Cell Phones and Cancer: Correlation is Not Causation
When you're looking at the results of data analysis, it's always good to keep in mind what different analyses do and don't "prove." This is especially true when you're reading about health-related studies in the popular press.
For whatever reason, the media frequently imply that a study has revealed some cause-and-effect relationship, even when the study's authors detail precisely the limitations of their research.
I read an article last week that said the World Health Organization (WHO) recently announced that radiation from cell phones can possibly cause cancer. The article has a lot of merit and serves as a good health reminder for all cell phone users, but I think it also brings up a few basic statistical limitations that are important to remember.
According to the article, A team of 31 scientists from 14 countries, including the United States, made the decision after reviewing peer-reviewed studies on cell phone safety.

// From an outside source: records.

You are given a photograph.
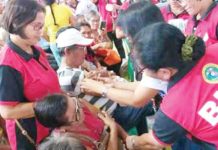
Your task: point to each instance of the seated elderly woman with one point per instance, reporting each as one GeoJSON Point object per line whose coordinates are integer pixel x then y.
{"type": "Point", "coordinates": [61, 142]}
{"type": "Point", "coordinates": [72, 116]}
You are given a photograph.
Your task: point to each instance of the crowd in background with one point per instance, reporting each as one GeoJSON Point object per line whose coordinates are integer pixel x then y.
{"type": "Point", "coordinates": [81, 74]}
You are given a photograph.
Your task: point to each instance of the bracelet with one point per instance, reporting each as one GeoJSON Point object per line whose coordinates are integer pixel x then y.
{"type": "Point", "coordinates": [104, 92]}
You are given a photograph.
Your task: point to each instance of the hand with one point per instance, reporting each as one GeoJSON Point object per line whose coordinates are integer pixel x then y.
{"type": "Point", "coordinates": [92, 86]}
{"type": "Point", "coordinates": [107, 119]}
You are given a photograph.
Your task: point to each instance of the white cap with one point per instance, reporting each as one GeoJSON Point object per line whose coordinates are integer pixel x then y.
{"type": "Point", "coordinates": [71, 37]}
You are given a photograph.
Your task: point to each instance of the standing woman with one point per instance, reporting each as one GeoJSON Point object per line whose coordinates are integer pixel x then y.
{"type": "Point", "coordinates": [57, 16]}
{"type": "Point", "coordinates": [25, 74]}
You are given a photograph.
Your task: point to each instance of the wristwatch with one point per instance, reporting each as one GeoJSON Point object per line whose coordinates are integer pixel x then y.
{"type": "Point", "coordinates": [104, 92]}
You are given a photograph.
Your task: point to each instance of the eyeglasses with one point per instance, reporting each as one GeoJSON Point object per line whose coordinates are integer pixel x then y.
{"type": "Point", "coordinates": [37, 26]}
{"type": "Point", "coordinates": [79, 47]}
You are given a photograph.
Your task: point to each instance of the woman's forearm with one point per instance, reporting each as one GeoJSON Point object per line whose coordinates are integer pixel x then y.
{"type": "Point", "coordinates": [22, 110]}
{"type": "Point", "coordinates": [126, 85]}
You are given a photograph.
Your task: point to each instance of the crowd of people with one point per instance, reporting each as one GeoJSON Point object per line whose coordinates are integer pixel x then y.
{"type": "Point", "coordinates": [80, 74]}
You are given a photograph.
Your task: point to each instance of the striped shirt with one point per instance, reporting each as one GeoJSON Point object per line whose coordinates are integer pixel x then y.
{"type": "Point", "coordinates": [70, 78]}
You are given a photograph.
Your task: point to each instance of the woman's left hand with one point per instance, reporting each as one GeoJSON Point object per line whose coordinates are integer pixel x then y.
{"type": "Point", "coordinates": [91, 86]}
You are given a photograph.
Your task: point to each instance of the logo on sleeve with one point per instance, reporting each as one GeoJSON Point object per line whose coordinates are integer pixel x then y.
{"type": "Point", "coordinates": [210, 73]}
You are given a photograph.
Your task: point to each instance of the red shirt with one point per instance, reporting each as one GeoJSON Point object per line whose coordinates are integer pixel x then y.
{"type": "Point", "coordinates": [192, 101]}
{"type": "Point", "coordinates": [25, 78]}
{"type": "Point", "coordinates": [206, 27]}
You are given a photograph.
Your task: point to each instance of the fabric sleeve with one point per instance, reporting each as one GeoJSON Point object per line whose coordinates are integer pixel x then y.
{"type": "Point", "coordinates": [11, 86]}
{"type": "Point", "coordinates": [165, 130]}
{"type": "Point", "coordinates": [153, 83]}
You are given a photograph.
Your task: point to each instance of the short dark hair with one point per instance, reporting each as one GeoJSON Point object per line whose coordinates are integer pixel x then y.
{"type": "Point", "coordinates": [19, 13]}
{"type": "Point", "coordinates": [51, 109]}
{"type": "Point", "coordinates": [137, 16]}
{"type": "Point", "coordinates": [159, 46]}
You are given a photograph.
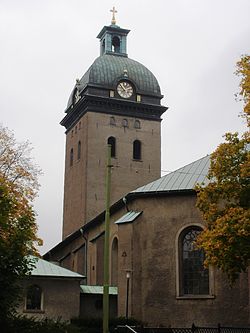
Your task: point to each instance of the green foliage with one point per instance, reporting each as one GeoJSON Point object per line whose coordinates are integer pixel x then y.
{"type": "Point", "coordinates": [18, 230]}
{"type": "Point", "coordinates": [94, 325]}
{"type": "Point", "coordinates": [225, 201]}
{"type": "Point", "coordinates": [22, 324]}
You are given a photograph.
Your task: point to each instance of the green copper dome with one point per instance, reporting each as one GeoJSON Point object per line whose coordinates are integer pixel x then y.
{"type": "Point", "coordinates": [108, 69]}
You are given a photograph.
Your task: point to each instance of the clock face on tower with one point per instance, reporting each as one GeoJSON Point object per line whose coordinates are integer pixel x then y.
{"type": "Point", "coordinates": [124, 89]}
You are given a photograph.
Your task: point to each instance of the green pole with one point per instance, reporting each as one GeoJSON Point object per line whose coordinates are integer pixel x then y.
{"type": "Point", "coordinates": [106, 246]}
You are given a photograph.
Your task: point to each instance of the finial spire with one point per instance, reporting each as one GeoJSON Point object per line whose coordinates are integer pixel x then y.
{"type": "Point", "coordinates": [113, 11]}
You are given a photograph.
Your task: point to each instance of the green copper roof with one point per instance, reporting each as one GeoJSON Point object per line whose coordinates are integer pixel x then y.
{"type": "Point", "coordinates": [45, 268]}
{"type": "Point", "coordinates": [97, 290]}
{"type": "Point", "coordinates": [108, 69]}
{"type": "Point", "coordinates": [184, 178]}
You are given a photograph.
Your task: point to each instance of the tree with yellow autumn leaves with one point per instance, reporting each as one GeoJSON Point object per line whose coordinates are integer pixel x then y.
{"type": "Point", "coordinates": [225, 201]}
{"type": "Point", "coordinates": [18, 229]}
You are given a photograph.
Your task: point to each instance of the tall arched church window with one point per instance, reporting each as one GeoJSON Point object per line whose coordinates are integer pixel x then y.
{"type": "Point", "coordinates": [112, 142]}
{"type": "Point", "coordinates": [137, 150]}
{"type": "Point", "coordinates": [34, 298]}
{"type": "Point", "coordinates": [114, 262]}
{"type": "Point", "coordinates": [115, 44]}
{"type": "Point", "coordinates": [79, 147]}
{"type": "Point", "coordinates": [71, 157]}
{"type": "Point", "coordinates": [194, 277]}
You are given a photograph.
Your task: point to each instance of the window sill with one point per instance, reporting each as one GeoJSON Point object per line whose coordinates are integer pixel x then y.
{"type": "Point", "coordinates": [33, 311]}
{"type": "Point", "coordinates": [195, 297]}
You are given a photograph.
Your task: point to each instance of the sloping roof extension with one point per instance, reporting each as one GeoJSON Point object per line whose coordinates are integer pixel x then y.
{"type": "Point", "coordinates": [184, 178]}
{"type": "Point", "coordinates": [45, 268]}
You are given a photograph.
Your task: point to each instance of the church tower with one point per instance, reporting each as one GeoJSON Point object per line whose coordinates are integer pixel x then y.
{"type": "Point", "coordinates": [117, 101]}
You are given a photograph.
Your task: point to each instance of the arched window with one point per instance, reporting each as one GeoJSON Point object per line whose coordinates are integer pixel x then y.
{"type": "Point", "coordinates": [103, 46]}
{"type": "Point", "coordinates": [137, 124]}
{"type": "Point", "coordinates": [112, 142]}
{"type": "Point", "coordinates": [114, 262]}
{"type": "Point", "coordinates": [137, 150]}
{"type": "Point", "coordinates": [79, 150]}
{"type": "Point", "coordinates": [194, 277]}
{"type": "Point", "coordinates": [125, 122]}
{"type": "Point", "coordinates": [34, 298]}
{"type": "Point", "coordinates": [115, 44]}
{"type": "Point", "coordinates": [112, 121]}
{"type": "Point", "coordinates": [71, 158]}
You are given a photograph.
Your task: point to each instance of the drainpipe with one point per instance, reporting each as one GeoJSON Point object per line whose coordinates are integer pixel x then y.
{"type": "Point", "coordinates": [86, 253]}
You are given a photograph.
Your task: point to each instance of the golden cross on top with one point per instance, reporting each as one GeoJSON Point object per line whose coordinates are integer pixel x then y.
{"type": "Point", "coordinates": [113, 11]}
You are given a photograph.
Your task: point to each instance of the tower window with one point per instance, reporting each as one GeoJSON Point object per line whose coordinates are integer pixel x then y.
{"type": "Point", "coordinates": [79, 150]}
{"type": "Point", "coordinates": [112, 142]}
{"type": "Point", "coordinates": [34, 298]}
{"type": "Point", "coordinates": [125, 122]}
{"type": "Point", "coordinates": [137, 124]}
{"type": "Point", "coordinates": [115, 44]}
{"type": "Point", "coordinates": [194, 277]}
{"type": "Point", "coordinates": [71, 158]}
{"type": "Point", "coordinates": [103, 46]}
{"type": "Point", "coordinates": [137, 150]}
{"type": "Point", "coordinates": [112, 121]}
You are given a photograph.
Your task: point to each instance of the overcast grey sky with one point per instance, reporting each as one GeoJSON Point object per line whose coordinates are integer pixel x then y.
{"type": "Point", "coordinates": [191, 46]}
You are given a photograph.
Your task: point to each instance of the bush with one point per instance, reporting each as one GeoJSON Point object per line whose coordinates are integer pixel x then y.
{"type": "Point", "coordinates": [22, 324]}
{"type": "Point", "coordinates": [94, 325]}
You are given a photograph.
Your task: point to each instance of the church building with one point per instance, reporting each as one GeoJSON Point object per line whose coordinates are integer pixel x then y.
{"type": "Point", "coordinates": [157, 275]}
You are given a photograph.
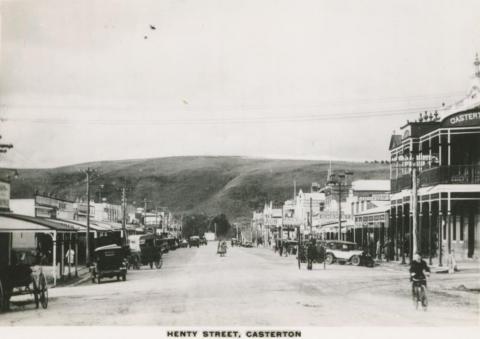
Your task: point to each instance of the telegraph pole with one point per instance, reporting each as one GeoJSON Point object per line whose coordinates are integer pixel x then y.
{"type": "Point", "coordinates": [339, 210]}
{"type": "Point", "coordinates": [414, 209]}
{"type": "Point", "coordinates": [311, 219]}
{"type": "Point", "coordinates": [88, 172]}
{"type": "Point", "coordinates": [124, 215]}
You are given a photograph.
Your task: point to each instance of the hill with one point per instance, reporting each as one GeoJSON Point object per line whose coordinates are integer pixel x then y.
{"type": "Point", "coordinates": [231, 185]}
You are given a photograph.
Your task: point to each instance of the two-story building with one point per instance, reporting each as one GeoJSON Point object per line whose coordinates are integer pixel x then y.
{"type": "Point", "coordinates": [435, 162]}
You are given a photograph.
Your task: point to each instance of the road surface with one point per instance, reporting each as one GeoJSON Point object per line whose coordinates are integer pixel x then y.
{"type": "Point", "coordinates": [253, 287]}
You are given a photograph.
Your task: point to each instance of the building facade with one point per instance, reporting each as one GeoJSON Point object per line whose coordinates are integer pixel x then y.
{"type": "Point", "coordinates": [435, 181]}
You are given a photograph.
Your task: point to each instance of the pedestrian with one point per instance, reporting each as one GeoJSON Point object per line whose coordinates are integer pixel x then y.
{"type": "Point", "coordinates": [311, 253]}
{"type": "Point", "coordinates": [70, 257]}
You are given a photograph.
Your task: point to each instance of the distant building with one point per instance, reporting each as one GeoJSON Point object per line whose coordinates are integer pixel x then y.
{"type": "Point", "coordinates": [443, 149]}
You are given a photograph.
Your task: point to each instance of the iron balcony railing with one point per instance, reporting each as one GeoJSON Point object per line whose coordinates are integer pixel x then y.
{"type": "Point", "coordinates": [401, 183]}
{"type": "Point", "coordinates": [454, 174]}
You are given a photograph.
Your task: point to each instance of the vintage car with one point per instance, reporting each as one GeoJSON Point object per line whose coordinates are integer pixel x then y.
{"type": "Point", "coordinates": [194, 241]}
{"type": "Point", "coordinates": [247, 244]}
{"type": "Point", "coordinates": [345, 252]}
{"type": "Point", "coordinates": [145, 249]}
{"type": "Point", "coordinates": [109, 262]}
{"type": "Point", "coordinates": [22, 279]}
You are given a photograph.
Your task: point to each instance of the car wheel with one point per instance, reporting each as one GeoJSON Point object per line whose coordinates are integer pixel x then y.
{"type": "Point", "coordinates": [330, 258]}
{"type": "Point", "coordinates": [355, 260]}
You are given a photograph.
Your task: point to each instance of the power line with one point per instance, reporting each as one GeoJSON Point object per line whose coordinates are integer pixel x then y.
{"type": "Point", "coordinates": [230, 120]}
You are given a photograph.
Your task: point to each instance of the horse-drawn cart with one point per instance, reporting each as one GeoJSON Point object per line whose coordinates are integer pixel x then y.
{"type": "Point", "coordinates": [19, 280]}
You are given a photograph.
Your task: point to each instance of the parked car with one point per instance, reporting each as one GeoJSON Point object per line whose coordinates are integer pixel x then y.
{"type": "Point", "coordinates": [194, 241]}
{"type": "Point", "coordinates": [145, 249]}
{"type": "Point", "coordinates": [183, 243]}
{"type": "Point", "coordinates": [247, 244]}
{"type": "Point", "coordinates": [346, 252]}
{"type": "Point", "coordinates": [109, 262]}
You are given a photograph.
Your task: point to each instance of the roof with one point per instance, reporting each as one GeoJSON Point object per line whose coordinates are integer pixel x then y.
{"type": "Point", "coordinates": [395, 140]}
{"type": "Point", "coordinates": [55, 226]}
{"type": "Point", "coordinates": [470, 101]}
{"type": "Point", "coordinates": [376, 210]}
{"type": "Point", "coordinates": [108, 247]}
{"type": "Point", "coordinates": [16, 225]}
{"type": "Point", "coordinates": [371, 185]}
{"type": "Point", "coordinates": [80, 225]}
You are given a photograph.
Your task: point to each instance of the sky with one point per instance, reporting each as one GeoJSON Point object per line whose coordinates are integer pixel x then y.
{"type": "Point", "coordinates": [91, 80]}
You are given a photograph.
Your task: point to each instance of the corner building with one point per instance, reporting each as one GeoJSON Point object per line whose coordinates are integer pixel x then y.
{"type": "Point", "coordinates": [442, 151]}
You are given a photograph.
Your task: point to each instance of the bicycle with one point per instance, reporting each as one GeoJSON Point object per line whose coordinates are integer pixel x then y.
{"type": "Point", "coordinates": [419, 293]}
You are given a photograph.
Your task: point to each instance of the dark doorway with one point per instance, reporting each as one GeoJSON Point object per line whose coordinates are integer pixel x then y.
{"type": "Point", "coordinates": [471, 235]}
{"type": "Point", "coordinates": [4, 246]}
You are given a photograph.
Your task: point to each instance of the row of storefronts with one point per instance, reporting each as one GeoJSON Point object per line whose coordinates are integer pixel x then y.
{"type": "Point", "coordinates": [430, 205]}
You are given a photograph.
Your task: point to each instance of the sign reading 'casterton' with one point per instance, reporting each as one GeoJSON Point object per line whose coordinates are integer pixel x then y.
{"type": "Point", "coordinates": [463, 119]}
{"type": "Point", "coordinates": [4, 195]}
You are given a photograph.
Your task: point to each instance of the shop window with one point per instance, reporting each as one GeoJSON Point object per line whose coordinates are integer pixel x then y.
{"type": "Point", "coordinates": [456, 220]}
{"type": "Point", "coordinates": [444, 229]}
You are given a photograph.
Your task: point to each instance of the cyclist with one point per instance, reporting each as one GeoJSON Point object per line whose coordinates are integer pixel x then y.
{"type": "Point", "coordinates": [417, 275]}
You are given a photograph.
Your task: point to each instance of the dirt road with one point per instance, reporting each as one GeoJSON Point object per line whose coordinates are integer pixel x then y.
{"type": "Point", "coordinates": [253, 287]}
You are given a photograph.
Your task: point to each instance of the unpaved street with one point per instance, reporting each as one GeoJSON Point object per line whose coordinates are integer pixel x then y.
{"type": "Point", "coordinates": [253, 287]}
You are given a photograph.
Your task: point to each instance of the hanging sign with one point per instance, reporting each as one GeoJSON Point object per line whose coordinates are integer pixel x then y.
{"type": "Point", "coordinates": [462, 120]}
{"type": "Point", "coordinates": [4, 195]}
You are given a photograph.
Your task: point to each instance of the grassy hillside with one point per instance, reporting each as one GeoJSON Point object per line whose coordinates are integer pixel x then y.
{"type": "Point", "coordinates": [231, 185]}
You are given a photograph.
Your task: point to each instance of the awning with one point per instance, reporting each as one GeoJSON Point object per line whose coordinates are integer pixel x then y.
{"type": "Point", "coordinates": [50, 225]}
{"type": "Point", "coordinates": [79, 226]}
{"type": "Point", "coordinates": [8, 225]}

- I'm not sure that WHO scientists actually combined the results of all the peer-reviewed studies into a statistical meta-analysis, but it’s always good to remember that the “file drawer problem” can prevent scientists from reviewing studies that show no significant results. Often, studies with no statistical significance aren't published or publicized as much as those that show statistical significance. It's also difficult to know for sure how many studies have been conducted, but never had results formally written or shared. Did WHO scientists consult the results of every peer-reviewed cell phone study when they made their announcement? What about the non-peer-reviewed studies?
- “Cherry picking” studies to include in your meta-analysis that align with your hypothesis or agenda can also be damaging to the integrity of your results. Ignoring studies that don’t align with your hypothesis can be just as detrimental. Did WHO scientists unintentionally "cherry pick" studies to review?
The team found enough evidence to categorize personal exposure as possibly carcinogenic to humans.
- It was a good move for WHO to use the world “possibly.” I think this helps to address some of the concerns I mentioned above. It’s sometimes overused, but “correlation does not imply causation” is a good reminder when you’re dealing with statistics. Correlation between two variables does not mean that one variable causes the other, especially if correlation statistics are the only statistics you are using in your data analysis.
The article makes a good point to recognize that more long-term studies need to be done, especially since brain cancer is known for its slow development cycle and widespread cell phone use is relatively new. Even if it's possible that some of the statistics aren't so sound, it's usually a good thing to publicize possible health concerns resulting from something many of us use daily.
Do you ever question the statistics used in health studies?